0
votes

Given an array a[0..N-1] of integers between 0 < N < 10^5, find the size of the longest most repeated subarray in optimal time and space. I was thinking of using a HashMap to store the indexes where a number begins, and start checking for each index the possible subarrays it can form. But this seems inefficient, so I would like to hear some opinions of how I can approach this problem.

Example:

Input a = [0,1,2,1,4,1,2,1,0,5]
Expected output: Most Repeated: [1,2,1]; Size: 3

2
1) In which language? 2) You can't really ask for "optimal time and space", because that's typically the trade-off. 3) How should we prove it's "optimal"? 4) Is this an actual problem, or a puzzle (in the latter case, it should probably be in code-golf)? 5) What is your code so far? 6) What does "it seems inefficient" mean, if you have a working solution, why does it need improvement? - LWChris
1) Java. 2)I know, but the best possible relation between these two in this specific problem 3) Executing in the lowset possible complexity 4) It is an actual problem, but it´s not there 6) I just want to see if there is another way to approach this - Santiago Fajardo
One could say the expected output is Most Repeated: [1]; Size: 1. - lainatnavi
@lainatnavi, but that won't be the longest. - Harshal Parekh
@Harshal Parekh you're right, sorry, it says longest of course. - lainatnavi

2 Answers

3
votes

Such problems are known to have a naive approach - something that takes a lot of time and performs a brute force search for all the possible solutions.
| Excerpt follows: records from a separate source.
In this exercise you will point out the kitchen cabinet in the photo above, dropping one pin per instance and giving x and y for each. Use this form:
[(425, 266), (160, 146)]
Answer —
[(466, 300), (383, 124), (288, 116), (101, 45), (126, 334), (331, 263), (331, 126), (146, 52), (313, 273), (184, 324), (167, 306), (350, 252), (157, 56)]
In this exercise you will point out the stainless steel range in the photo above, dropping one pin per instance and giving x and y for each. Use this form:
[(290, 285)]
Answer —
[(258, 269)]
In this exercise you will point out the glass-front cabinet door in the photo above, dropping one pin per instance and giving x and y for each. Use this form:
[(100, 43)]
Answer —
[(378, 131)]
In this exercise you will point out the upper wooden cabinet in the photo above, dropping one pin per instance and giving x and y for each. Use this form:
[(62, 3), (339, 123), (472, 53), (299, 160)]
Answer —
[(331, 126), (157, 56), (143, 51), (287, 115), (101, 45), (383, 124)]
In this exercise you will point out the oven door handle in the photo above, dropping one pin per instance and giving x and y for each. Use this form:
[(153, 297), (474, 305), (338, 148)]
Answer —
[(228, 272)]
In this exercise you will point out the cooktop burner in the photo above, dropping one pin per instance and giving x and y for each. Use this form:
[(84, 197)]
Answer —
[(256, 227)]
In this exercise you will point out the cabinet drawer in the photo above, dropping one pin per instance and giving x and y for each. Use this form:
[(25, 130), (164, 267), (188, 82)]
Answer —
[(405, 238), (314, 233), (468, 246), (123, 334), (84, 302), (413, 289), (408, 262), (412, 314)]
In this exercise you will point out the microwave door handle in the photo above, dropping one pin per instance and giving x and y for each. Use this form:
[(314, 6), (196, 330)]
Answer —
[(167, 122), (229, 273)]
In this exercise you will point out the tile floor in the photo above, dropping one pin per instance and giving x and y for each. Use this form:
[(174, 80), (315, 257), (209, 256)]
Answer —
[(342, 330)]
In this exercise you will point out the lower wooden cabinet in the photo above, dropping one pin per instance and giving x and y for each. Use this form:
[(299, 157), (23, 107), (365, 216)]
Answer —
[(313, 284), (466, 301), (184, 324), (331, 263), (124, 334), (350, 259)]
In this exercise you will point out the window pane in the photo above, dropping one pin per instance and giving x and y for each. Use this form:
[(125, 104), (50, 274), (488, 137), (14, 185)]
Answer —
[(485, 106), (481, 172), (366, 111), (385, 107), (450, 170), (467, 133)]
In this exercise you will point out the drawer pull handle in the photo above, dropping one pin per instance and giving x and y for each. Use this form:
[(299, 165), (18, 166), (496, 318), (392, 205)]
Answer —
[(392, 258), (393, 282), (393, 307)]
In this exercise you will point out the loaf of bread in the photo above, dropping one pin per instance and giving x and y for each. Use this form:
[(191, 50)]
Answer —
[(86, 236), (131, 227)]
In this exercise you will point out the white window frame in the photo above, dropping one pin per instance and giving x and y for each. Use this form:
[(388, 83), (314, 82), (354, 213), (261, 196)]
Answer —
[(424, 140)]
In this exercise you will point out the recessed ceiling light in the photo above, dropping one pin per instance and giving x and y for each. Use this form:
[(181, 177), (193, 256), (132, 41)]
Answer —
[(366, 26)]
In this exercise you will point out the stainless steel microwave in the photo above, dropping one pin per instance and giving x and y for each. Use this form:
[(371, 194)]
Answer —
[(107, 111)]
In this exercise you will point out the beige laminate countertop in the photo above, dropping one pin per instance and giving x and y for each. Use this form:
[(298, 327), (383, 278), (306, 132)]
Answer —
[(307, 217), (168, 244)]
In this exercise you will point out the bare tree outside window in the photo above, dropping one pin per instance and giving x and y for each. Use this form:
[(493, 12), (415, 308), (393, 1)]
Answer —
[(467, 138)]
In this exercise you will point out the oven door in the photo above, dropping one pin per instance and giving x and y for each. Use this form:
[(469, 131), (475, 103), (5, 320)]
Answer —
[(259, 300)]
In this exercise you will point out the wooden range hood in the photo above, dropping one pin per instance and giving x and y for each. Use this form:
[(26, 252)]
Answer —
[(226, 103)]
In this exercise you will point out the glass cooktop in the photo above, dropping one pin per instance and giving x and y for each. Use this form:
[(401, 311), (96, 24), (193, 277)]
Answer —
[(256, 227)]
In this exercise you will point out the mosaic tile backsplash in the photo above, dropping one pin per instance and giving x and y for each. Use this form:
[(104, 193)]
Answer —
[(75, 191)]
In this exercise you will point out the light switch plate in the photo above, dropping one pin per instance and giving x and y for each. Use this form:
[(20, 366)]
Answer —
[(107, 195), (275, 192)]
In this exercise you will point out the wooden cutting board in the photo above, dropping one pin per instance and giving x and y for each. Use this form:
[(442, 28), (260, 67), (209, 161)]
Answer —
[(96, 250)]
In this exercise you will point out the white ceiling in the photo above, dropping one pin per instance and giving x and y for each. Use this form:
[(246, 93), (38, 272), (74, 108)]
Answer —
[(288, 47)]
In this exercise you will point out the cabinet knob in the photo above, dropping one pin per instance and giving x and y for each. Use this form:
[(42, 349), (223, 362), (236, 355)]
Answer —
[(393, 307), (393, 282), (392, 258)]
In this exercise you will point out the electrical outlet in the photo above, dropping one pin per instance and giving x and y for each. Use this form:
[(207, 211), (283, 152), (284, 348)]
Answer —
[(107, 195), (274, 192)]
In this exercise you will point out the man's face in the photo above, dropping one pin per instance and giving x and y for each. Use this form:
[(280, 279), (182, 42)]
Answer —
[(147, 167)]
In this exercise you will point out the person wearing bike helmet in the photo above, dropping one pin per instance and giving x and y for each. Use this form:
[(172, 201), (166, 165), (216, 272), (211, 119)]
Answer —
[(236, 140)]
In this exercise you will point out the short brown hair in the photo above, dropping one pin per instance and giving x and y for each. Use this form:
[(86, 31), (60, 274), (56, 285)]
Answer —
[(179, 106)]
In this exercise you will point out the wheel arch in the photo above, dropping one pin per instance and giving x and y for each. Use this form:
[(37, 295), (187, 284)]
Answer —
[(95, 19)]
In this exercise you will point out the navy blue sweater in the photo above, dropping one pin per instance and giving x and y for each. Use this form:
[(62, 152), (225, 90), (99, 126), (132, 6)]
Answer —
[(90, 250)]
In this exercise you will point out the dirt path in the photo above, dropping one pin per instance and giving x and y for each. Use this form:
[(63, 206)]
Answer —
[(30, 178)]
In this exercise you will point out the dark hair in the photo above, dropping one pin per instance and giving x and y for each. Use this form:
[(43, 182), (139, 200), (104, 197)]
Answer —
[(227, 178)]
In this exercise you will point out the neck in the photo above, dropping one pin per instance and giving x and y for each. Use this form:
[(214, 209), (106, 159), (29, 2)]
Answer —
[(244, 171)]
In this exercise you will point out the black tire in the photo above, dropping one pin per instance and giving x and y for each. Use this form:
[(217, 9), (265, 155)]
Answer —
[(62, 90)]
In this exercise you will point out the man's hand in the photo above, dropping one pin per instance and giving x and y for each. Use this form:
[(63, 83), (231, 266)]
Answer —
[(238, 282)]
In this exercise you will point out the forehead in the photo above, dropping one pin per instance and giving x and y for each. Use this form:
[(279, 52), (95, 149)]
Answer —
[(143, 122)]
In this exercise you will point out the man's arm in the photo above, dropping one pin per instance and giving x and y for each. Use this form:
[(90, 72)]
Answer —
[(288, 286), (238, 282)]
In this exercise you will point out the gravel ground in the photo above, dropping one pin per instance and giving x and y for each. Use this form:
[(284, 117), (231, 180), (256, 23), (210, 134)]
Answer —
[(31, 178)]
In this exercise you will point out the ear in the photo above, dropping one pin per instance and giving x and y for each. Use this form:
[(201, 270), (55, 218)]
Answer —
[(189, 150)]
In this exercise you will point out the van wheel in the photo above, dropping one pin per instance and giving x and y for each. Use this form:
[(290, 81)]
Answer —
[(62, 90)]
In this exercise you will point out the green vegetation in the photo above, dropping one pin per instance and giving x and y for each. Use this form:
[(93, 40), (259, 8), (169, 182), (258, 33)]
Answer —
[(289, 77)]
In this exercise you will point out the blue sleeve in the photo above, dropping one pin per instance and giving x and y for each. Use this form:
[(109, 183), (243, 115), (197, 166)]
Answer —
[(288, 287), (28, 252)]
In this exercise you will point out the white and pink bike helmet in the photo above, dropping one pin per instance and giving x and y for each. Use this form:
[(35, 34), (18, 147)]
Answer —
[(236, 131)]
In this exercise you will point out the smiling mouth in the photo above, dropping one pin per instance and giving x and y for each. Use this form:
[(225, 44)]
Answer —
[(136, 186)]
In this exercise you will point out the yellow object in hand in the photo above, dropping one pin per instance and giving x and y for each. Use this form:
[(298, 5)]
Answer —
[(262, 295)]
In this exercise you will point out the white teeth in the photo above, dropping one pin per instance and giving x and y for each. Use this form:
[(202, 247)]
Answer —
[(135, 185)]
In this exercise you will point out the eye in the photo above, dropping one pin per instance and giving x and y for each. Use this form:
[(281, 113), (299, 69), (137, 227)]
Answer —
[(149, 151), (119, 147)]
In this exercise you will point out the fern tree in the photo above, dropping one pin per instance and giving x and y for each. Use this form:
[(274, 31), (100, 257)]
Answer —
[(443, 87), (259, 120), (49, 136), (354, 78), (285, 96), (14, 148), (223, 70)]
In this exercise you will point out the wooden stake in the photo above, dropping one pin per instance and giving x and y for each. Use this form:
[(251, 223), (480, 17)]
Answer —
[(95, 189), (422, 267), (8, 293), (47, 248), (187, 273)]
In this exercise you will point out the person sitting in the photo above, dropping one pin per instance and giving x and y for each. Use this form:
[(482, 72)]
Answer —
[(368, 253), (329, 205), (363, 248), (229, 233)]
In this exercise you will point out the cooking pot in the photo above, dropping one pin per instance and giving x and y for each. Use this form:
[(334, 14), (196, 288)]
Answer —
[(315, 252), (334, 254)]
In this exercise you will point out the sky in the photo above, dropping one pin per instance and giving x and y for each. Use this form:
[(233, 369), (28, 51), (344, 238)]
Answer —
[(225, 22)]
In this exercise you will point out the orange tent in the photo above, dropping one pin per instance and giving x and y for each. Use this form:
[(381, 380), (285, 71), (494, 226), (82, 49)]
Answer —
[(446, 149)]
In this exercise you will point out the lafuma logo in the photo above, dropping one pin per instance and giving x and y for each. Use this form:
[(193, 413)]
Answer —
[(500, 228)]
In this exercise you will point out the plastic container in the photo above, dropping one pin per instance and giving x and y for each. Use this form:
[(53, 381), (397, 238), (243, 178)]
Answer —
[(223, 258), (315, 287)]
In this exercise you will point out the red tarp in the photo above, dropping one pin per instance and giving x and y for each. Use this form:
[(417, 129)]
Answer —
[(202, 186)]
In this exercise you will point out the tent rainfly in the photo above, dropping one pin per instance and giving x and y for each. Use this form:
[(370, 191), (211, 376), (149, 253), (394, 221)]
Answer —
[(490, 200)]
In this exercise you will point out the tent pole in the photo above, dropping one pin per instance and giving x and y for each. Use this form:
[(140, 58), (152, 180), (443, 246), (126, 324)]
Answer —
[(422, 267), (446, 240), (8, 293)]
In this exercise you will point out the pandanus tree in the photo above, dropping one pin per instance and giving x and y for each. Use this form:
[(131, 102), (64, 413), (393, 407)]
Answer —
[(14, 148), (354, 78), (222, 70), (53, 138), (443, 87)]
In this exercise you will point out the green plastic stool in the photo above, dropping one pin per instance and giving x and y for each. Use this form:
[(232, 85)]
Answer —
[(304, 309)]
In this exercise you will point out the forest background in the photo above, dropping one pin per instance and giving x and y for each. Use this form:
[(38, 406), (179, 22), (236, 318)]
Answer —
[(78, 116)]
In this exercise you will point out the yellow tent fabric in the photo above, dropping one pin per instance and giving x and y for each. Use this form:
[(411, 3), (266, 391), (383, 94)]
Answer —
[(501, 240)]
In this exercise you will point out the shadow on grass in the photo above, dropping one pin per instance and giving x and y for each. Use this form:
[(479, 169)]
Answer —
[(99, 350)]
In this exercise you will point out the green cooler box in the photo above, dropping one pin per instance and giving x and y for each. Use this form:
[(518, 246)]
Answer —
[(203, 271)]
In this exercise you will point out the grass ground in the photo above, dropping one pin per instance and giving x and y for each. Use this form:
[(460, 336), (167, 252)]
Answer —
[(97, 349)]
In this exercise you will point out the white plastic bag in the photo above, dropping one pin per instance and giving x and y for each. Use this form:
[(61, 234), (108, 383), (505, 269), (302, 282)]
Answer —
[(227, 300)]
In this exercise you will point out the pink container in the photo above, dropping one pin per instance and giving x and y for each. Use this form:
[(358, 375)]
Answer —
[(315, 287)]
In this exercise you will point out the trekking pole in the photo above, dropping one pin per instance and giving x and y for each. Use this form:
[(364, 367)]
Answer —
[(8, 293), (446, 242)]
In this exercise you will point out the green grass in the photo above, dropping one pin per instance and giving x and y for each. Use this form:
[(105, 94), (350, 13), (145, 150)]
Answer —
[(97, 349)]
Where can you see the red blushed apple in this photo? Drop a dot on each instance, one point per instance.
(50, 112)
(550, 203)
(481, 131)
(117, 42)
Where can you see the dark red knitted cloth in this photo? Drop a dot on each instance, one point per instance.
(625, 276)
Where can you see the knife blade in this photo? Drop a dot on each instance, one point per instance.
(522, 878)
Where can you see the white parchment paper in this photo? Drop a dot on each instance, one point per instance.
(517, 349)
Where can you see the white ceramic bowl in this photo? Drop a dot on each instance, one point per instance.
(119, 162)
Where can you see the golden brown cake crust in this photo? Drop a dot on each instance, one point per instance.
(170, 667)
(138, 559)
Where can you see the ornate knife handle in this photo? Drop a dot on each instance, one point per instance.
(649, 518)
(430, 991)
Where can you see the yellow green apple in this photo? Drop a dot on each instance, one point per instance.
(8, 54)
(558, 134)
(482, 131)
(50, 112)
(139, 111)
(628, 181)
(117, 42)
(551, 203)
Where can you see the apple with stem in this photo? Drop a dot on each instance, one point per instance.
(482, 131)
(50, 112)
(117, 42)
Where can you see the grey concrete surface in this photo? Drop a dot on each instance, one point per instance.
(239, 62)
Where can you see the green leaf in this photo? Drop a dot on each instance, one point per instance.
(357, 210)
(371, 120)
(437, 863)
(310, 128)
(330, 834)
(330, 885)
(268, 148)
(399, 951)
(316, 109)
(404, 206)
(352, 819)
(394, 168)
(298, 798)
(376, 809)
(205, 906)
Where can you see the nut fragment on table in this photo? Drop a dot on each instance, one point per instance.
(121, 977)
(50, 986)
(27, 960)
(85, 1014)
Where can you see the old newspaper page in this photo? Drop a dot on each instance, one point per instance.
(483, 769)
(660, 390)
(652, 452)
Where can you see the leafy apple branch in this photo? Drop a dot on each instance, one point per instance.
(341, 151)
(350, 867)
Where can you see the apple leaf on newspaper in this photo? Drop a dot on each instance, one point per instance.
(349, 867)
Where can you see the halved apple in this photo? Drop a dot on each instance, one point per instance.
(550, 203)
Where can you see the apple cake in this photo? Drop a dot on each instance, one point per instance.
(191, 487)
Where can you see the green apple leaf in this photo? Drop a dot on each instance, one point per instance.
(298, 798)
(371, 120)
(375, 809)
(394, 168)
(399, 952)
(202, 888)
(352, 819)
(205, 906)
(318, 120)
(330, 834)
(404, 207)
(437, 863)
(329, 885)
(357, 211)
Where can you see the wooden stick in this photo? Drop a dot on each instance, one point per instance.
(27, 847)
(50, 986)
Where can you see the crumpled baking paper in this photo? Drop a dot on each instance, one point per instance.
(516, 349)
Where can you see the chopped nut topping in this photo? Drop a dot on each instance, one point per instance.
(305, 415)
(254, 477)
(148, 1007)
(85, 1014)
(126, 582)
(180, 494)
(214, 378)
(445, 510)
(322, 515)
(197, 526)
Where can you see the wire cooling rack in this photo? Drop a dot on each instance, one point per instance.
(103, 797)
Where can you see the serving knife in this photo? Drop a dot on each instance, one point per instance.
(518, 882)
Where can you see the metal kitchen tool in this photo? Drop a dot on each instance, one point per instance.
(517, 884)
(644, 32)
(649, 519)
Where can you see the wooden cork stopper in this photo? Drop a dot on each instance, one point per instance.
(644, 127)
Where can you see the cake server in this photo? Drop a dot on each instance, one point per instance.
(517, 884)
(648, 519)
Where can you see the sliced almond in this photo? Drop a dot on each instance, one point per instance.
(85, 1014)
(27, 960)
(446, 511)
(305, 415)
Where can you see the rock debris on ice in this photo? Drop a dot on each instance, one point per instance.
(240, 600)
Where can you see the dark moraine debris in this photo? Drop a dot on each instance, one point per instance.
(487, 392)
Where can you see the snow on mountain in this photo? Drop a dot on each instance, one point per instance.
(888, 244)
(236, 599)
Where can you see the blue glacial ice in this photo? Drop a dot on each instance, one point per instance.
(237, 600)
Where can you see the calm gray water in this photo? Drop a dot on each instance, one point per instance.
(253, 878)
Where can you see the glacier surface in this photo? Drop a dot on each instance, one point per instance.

Obviously, you are not looking for that. Whenever you are in such a situation, the answer is always Dynamic Programming. It is a fairly broad, difficult for beginners and very important in computer science. Which means, I cannot cover it in this answer.

But here is one approach on how you can solve this problem.

Since a common subarray of A and B must start at some A[i] and B[j], let dp[i][j] be the longest common prefix of A[i:] and B[j:]. Whenever A[i] == B[j], we know dp[i][j] = dp[i+1][j+1] + 1. Also, the answer is max(dp[i][j]) over all i, j.

We can perform bottom-up dynamic programming to find the answer based on this recurrence. Our loop invariant is that the answer is already calculated correctly and stored in dp for any larger i, j.

Hope this helps. Good luck.

0
votes

I believe, this problem is equivalent to finding the longest repeated substring, https://en.wikipedia.org/wiki/Longest_repeated_substring_problem. If overlapping substrings are allowed, the problem can be efficiently solved using a suffix tree in linear time. However, in this case it seems that identifying non-overlapping substrings is required, and this approach doesn't work. At least, it can be solved in quadratic time using dynamic programming, https://www.geeksforgeeks.org/longest-repeating-and-non-overlapping-substring/.